The target size after coalescing. The coalesced partition sizes will be close to but no bigger than this target size.

Default value: 64MB
spark.sql.adaptive.coalescePartitions.minPartitionSize

Type: Byte String

The minimum size of partitions after coalescing. The coalesced partition sizes will be no smaller than this size.

Default value: 1MB
spark.sql.adaptive.coalescePartitions.minPartitionNum

Type: Integer

The minimum number of partitions after coalescing. Not recommended, because setting explicitly overrides
spark.sql.adaptive.coalescePartitions.minPartitionSize.

Default value: 2x no. of cluster cores

Dynamically handle skew join

Property
spark.sql.adaptive.skewJoin.enabled

Type: Boolean

Whether to enable or disable skew join handling.

Default value: true
spark.sql.adaptive.skewJoin.skewedPartitionFactor

Type: Integer

A factor that when multiplied by the median partition size contributes to determining whether a partition is skewed.

Default value: 5
spark.sql.adaptive.skewJoin.skewedPartitionThresholdInBytes

Type: Byte String

A threshold that contributes to determining whether a partition is skewed.

Default value: 256MB

A partition is considered skewed when both (partition size > skewedPartitionFactor * median partition size) and (partition size > skewedPartitionThresholdInBytes) are true.

Dynamically detect and propagate empty relations

Property
spark.databricks.adaptive.emptyRelationPropagation.enabled

Type: Boolean

Whether to enable or disable dynamic empty relation propagation.

Default value: true

Frequently asked questions (FAQ)

In this section:

Why didn't AQE broadcast a small join table?

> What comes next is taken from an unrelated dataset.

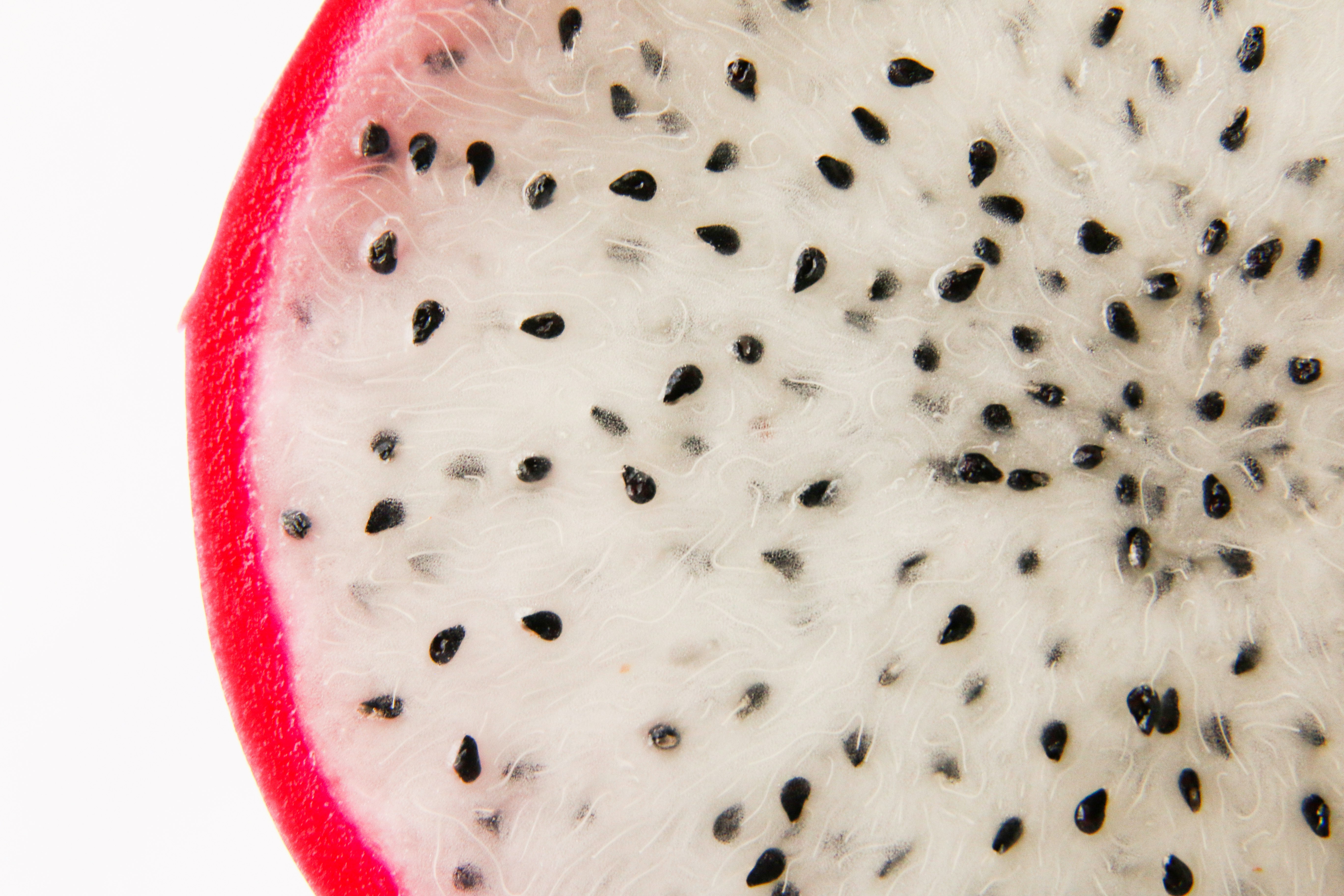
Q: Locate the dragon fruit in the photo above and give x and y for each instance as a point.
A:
(785, 447)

If the size of the relation expected to be broadcast does fall under this threshold but is still not broadcast:

  • Check the join type. Broadcast is not supported for certain join types, for example, the left relation of a LEFT OUTER JOIN cannot be broadcast.
  • It can also be that the relation contains a lot of empty partitions, in which case the majority of the tasks can finish quickly with sort merge join or it can potentially be optimized with skew join handling. AQE avoids changing such sort merge joins to broadcast hash joins if the percentage of non-empty partitions is lower than spark.sql.adaptive.nonEmptyPartitionRatioForBroadcastJoin.

Should I still use a broadcast join strategy hint with AQE enabled?

Yes. A statically planned broadcast join is usually more performant than a dynamically planned one by AQE as AQE might not switch to broadcast join until after performing shuffle for both sides of the join (by which time the actual relation sizes are obtained). So using a broadcast hint can still be a good choice if you know your query well. AQE will respect query hints the same way as static optimization does, but can still apply dynamic optimizations that are not affected by the hints.

What is the difference between skew join hint and AQE skew join optimization? Which one should I use?

It is recommended to rely on AQE skew join handling rather than use the skew join hint, because AQE skew join is completely automatic and in general performs better than the hint counterpart.

Why didn't AQE adjust my join ordering automatically?

Dynamic join reordering is not part of AQE.

Why didn't AQE detect my data skew?

There are two size conditions that must be satisfied for AQE to detect a partition as a skewed partition:

  • The partition size is larger than the spark.sql.adaptive.skewJoin.skewedPartitionThresholdInBytes (default 256MB)
  • The partition size is larger than the median size of all partitions times the skewed partition factor spark.sql.adaptive.skewJoin.skewedPartitionFactor (default 5)

In addition, skew handling support is limited for certain join types, for example, in LEFT OUTER JOIN, only skew on the left side can be optimized.

Legacy

The term "Adaptive Execution" has existed since Spark 1.6, but the new AQE in Spark 3.0 is fundamentally different. In terms of functionality, Spark 1.6 does only the "dynamically coalesce partitions" part. In terms of technical architecture, the new AQE is a framework of dynamic planning and replanning of queries based on runtime stats, which supports a variety of optimizations such as the ones we have described in this article and can be extended to enable more potential optimizations.